3 Takeaways To Make You a Better Fruit Grower
It’s no secret there’s been tremendous turbulence in the apple industry in the past several years. Despite a smaller crop this year — especially in dominant Washington state — prices aren’t up commensurately. Worse, the prices growers pay for key inputs are up substantially, and labor costs continue to soar. Of course, that’s if you can secure a labor supply at all. This year some growers couldn’t find people who wanted to work during the growing season, and apples didn’t get hand thinned.
You have to be on your toes in this business, but you can’t forget what got you here. Watching the video we produced of the 2024 American Fruit Grower Apple Grower of the Year, Tim Welsh, I couldn’t help thinking every apple grower should see this video.
About receiving the award, Welsh said: “It’s quite an honor to be Apple Grower of the Year, and when I think about it, I think about the relationships that have been built over the years with people and how that’s really, probably, what elevated me to this honor. It’s not something that I expected, for sure, but knowing that it comes from other people and friends, it’s why it’s gratifying.”
Notice how he emphasizes that it was his relationships that were key to helping him win the award, and the best part about winning was that it came from those relationships.
1) Nice Guys Can Finish First — Fruit growing can be as sociable as you want it, and I’ve known more than one grower who’d rather be with his trees than his friends. There’s nothing wrong with that, but if you’re going to be successful, you need to be more of a team player.

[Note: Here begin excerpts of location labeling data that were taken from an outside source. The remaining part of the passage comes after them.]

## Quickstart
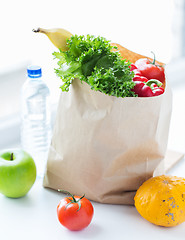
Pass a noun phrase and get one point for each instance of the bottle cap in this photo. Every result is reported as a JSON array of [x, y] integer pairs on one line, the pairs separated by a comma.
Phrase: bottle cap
[[34, 71]]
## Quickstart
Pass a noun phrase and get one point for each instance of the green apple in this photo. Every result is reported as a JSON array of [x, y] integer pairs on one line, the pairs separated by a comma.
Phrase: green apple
[[17, 172]]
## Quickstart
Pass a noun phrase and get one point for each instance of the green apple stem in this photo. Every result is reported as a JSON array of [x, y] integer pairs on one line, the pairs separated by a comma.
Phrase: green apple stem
[[11, 157]]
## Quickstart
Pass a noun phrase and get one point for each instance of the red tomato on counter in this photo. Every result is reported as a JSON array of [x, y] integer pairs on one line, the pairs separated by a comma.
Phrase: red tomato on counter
[[74, 212]]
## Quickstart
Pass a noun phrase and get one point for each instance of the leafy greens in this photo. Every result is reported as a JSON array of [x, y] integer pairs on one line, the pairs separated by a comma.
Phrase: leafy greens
[[94, 61]]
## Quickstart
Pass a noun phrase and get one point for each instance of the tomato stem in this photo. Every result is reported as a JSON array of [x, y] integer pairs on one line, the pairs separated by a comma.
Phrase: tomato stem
[[73, 200], [154, 58]]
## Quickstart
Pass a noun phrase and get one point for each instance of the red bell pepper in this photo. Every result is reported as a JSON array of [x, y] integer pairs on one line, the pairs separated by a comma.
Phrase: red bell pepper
[[143, 89], [150, 69]]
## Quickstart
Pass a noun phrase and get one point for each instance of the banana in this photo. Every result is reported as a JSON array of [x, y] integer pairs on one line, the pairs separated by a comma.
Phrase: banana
[[57, 36]]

Said one nomination for Welsh: “In my visits to his farms, he was also proud to introduce his farm managers and employees (many of whom developed to those positions with his tutelage), extolling their contributions and sharing any recognition directly with them. “He really values and cares about all the team members.”
2) Grow Better Fruit — This is every grower’s goal, but how do you go about it? One tried and true method is to grow apple varieties that consumers love. A lot of Welsh’s success is due to the fact that when some of the more successful new varieties — from ‘Gala’ back in the day — to the more recent club, or managed varieties, such as ‘KIKU’.
Says Welsh: “Through acquaintances and friends I got to know some people who were trying to develop or offer out for license their managed varieties. And that got me both into working that end of licensing and developing relationships with licensors and actually planting the product in the field. Because really what I wanted to do was grow it.”
3) Adapt to Change — Welsh was also one of the first growers in the U.S. to use mechanical pruning to convert traditional orchards to planar canopies suitable for mechanization and automatization of harvest, commonly known as “fruiting walls.”
He’s an early adopter of technology, especially the sensors providing real-time data from the orchards. Besides technology, Welsh has adapted to personal challenges.
“Columbia Fruit Packers was bought out by a private equity group in 2022, so my job transitioned. A job I’d had for 34 years at the time transitioned to a new job, a new company, new people, and so it’s been a unique change. But I feel like I’ve been in this industry that long, sort of in the same sort of evolving role, with my feet on the ground first as a field man, and then moving into orchard management, and then finally overseeing orchards for all of my company.”